Other side effects may include corrupt relay log entries

caused by bad network transmission, which can be corrected by running CHANGE MASTER TO from the last SQL statement from the Master that the Slave executed.
caused by corrupt binary log entries on the Master which was successfully transmitted to the relay logs, which can be corrected by
- RESET MASTER; on the Master to Zap all binary logs
- setting up replication from the new current binary log
- using pt-table-sync to correct differences

Temporary Table Usage

Troubleshooting this is like playing "pin the tail on donkey". Most developers are unaware of this until it happens and you try to fix it not realizing where the cause of this began. Here is the scenation: If you use CREATE TEMPORARY TABLE on a Master, it will replicate to the Slave. During the time the table is in use, it will be kept in existence in the SQL Thread. If you issue STOP SLAVE;, the SQL Thread is voluntarily killed along with all temporary tables the SQL Thread was holding. You do not realize that this has occurred until you issue START SLAVE; and the SQL Threads dies again because the needed temp table no longer exists.

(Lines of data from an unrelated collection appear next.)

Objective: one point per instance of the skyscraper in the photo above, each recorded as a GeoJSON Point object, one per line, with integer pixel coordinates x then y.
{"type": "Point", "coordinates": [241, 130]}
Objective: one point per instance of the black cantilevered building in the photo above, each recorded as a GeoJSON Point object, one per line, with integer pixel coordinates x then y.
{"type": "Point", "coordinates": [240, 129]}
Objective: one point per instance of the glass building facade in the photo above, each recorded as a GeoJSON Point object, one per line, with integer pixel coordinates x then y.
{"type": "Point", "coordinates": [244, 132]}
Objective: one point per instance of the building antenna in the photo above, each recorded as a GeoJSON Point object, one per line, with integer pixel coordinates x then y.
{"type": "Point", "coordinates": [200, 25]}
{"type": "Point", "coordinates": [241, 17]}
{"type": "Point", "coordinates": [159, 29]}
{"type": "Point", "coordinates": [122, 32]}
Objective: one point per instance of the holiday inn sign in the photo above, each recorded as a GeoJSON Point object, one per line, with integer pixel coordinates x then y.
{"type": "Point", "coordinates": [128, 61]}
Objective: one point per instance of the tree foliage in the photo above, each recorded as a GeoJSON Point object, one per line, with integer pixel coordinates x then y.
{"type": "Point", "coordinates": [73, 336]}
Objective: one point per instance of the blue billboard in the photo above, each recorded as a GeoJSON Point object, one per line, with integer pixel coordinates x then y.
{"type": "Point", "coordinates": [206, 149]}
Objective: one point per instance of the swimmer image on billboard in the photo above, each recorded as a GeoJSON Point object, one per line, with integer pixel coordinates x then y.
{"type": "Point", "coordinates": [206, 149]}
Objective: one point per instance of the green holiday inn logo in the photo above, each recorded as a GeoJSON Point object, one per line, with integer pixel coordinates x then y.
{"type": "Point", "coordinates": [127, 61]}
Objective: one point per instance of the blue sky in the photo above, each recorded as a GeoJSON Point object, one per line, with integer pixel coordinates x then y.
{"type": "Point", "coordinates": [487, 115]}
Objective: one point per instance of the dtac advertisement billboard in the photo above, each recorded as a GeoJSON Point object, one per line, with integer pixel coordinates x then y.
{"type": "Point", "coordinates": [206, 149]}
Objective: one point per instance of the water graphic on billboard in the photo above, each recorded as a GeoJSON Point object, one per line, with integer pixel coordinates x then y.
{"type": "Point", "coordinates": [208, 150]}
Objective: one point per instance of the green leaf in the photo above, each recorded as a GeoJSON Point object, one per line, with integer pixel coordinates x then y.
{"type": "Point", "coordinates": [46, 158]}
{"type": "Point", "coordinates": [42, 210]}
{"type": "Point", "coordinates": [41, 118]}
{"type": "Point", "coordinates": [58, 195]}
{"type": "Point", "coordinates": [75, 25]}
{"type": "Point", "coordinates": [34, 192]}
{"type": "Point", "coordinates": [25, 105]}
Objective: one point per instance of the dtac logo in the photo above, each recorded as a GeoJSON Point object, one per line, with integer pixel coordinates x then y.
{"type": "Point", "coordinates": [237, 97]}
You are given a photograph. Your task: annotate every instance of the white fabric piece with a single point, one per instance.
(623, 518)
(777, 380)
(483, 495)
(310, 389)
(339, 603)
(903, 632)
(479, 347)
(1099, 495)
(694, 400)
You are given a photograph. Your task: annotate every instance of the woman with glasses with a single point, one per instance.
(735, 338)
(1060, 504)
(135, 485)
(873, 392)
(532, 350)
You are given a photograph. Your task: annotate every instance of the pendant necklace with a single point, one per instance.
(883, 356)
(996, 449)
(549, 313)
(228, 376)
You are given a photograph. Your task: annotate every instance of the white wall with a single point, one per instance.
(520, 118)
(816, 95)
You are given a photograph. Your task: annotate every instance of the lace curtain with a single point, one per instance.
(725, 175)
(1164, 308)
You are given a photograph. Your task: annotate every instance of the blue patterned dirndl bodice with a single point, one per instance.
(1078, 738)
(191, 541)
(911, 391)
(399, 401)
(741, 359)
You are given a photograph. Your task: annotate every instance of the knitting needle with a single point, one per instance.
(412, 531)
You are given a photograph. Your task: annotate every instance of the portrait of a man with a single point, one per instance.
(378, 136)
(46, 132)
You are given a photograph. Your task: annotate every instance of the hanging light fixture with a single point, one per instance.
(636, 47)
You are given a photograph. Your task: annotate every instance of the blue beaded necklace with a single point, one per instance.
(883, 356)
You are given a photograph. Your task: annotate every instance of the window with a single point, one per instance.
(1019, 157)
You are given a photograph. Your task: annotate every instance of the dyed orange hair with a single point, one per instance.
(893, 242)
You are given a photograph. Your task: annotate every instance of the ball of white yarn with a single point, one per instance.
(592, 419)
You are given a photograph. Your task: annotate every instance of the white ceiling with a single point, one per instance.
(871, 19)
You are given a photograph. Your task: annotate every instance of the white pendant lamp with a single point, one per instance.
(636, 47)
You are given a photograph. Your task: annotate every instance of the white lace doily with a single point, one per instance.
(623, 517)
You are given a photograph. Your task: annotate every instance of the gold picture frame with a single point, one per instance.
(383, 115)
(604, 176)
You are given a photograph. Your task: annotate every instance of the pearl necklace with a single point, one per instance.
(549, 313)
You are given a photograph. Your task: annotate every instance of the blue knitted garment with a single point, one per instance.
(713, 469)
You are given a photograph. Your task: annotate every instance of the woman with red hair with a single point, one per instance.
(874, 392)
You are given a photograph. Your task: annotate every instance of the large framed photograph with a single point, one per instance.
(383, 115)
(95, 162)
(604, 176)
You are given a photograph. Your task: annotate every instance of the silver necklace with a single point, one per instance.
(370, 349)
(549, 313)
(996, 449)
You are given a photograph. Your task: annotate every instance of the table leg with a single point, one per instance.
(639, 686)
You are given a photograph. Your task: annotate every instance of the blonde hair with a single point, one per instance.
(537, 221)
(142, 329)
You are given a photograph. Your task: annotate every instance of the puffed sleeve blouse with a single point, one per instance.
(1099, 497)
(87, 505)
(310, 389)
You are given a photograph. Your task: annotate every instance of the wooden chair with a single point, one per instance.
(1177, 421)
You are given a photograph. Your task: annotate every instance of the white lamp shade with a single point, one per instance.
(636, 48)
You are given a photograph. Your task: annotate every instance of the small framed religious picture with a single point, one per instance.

To fix this, you have perform surgery on the master's binary logs and replication as follows:

Step 01) Locate the exact log file and position the CREATE TEMPORARY TABLE was issued on the Master
Step 02) Locate the name of the database that the CREATE TEMPORARY TABLE was meant for
Create the table using CREATE TABLE instead of CREATE TEMPORARY TABLE
Step 03) Run CHANGE MASTER TO using the file and position from Step 01
Step 04) Run START SLAVE; until Replication catches up or another table's nonexistence (due to CREATE TEMPORARY TABLE) breaks replication for this same issue
Step 05) If replication breaks again because of CREATE TEMPORARY TABLE on a different table, go back to Step 01

Network Inconsiderations

Once upon a time, there was a tendency for MySQL to say Replication was running when, in fact, it was not. This can happen when the network has intermittency that may delay data transmission of binary logs but not severe enough to timeout the I/O Thread. Since the MySQL process can be inconsiderate by being a little insensitive to the network, I affectionately call this "Network Inconsideration". While the bug report on this is closed, it is good to have multiple ways to check MySQL Replication as to its ability to run, especially the I/O Thread. Using MySQL 5.5, you could adjust the sensitivity of the I/O Thread using the the heartbeat and timeout parameters centered around Semisynchronous Replication.